According to the SCHOOL survey, 97 per cent of the rural people wanted schools to reopen as soon as possible.  

Also Read: Locked out during pandemic: Half of India’s rural kids unable to read more than a few words, finds a survey

Earlier, in February this year, Azim Premji University published a field study titled The loss of learning for children during the pandemic. The report revealed how reading and writing abilities, comprehension and communication in children had come down. 

The study covered 16,067 children in 1,137 public schools in 44 districts across five states. 

The February 2021 study focused on the assessment of four specific abilities each in language and mathematics, across classes two to six. The loss of any one of these abilities would have a very serious and adverse impact on further learning. 

This Azim Premji University study found 92 per cent of the children showed a loss in at least one specific ability in language, and 82 per cent of them had lost at least one specific mathematical ability.

“We had begun mohalla classes where we showed primary and middle school children educational videos prepared by the state education department,” a primary school teacher who did not want to be named, from Nagod Block, Satna, told Gaon Connection

“We gathered five children at a time in one of their homes and showed them the films and then asked them questions based on the videos,” the primary teacher added. According to him, while they did these mohalla classes for an entire year, it did not help much. “The closure upset the school routine children were used to, and that was a problem,” said the teacher.  

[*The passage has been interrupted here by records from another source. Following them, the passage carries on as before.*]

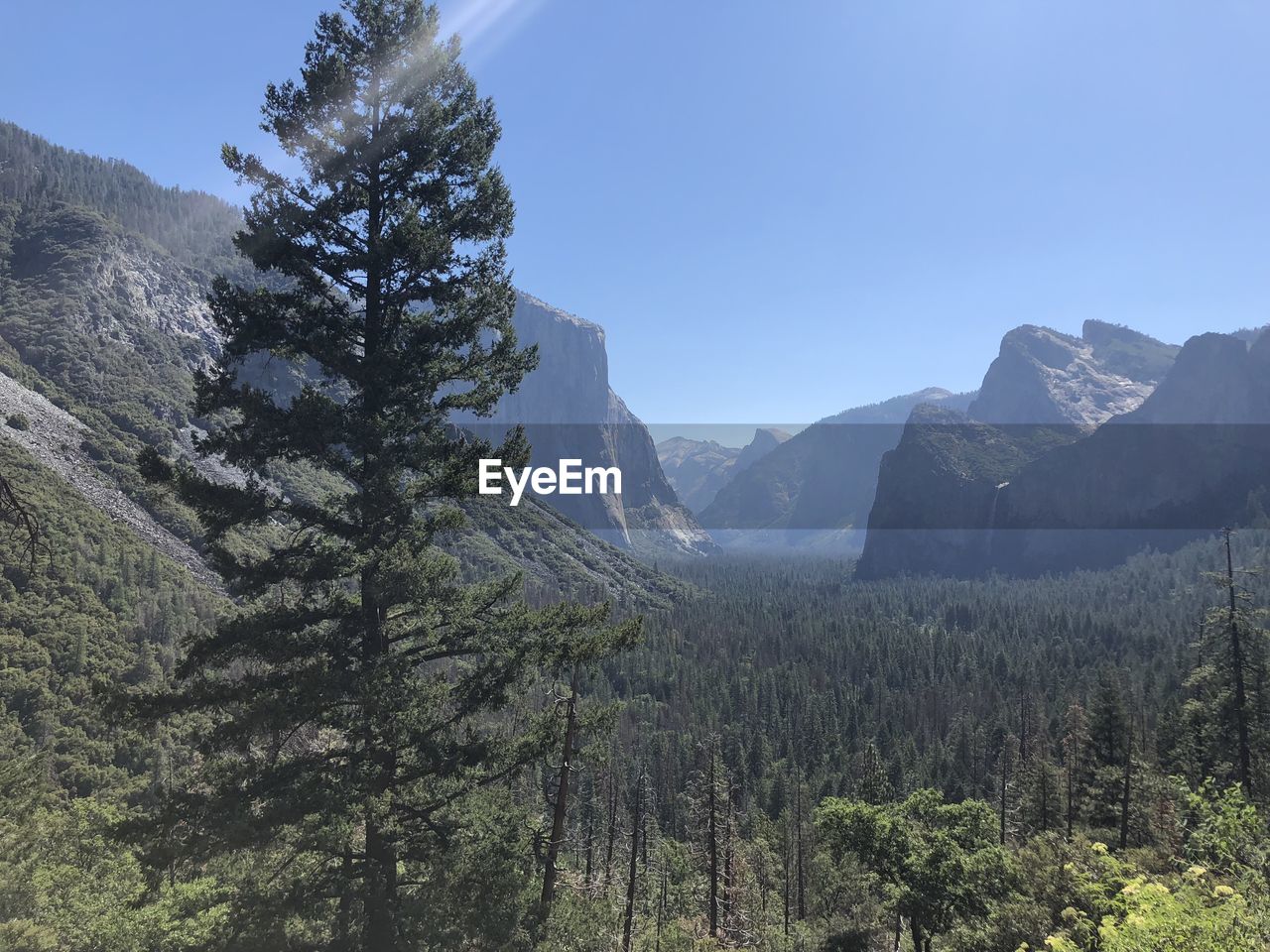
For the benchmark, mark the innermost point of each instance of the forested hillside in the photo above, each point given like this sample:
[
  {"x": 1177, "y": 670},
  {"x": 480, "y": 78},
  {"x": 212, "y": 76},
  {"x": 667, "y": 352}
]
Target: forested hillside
[{"x": 402, "y": 719}]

Also Read: Merely 8.5% school students in India have internet access, education disruption due to COVID-19 second worst in South Asia: UNICEF

“There is a huge difference between classroom education and online education,” Anjani Kumar Tripathi, former joint director of the education department in Rewa Division of the state, pointed out to Gaon Connection

“Both teachers and children struggled to adjust to that. In physical classrooms children learn from each other too, whereas during online classes they could be distracted, wandering around the house and not paying attention to what is being said on screen,” he added. Focussing on the lesson ahead is difficult in a virtual classroom, he reiterated.   

“Only about forty per cent of students could access the Hamara Ghar- Hamara Vidyalay (Our home, our school) initiative under the  Digital Learning Enhancement Programme of the state government’s education department, that was started in 2020,” Vishnu Kumar Tripathi, district project coordinator, Sarva Shiksha Abhiyan, Satna, told Gaon Connection.  

While schools have reopened there are still problems remaining. According to headmistress Sushma Tiwari of Bardhadeeh, the school lacks a boundary wall and the fans in the classrooms are not working. The roof leaks too. “We have written to the concerned authorities several times but there has been no response,” she said. 

Also Read: COVID-19 exposes fissures in our education system that discriminates against rural kids

“There are five teachers to teach the hundred students in classes one to five,” Tiwari continued.  

Things are no better at Kaima Kothar. “There are thirty eight students in classes one to five. Another seven to eight are yet to join as they are unwell. But there are just three teachers,” headmaster Rakesh Pandey said.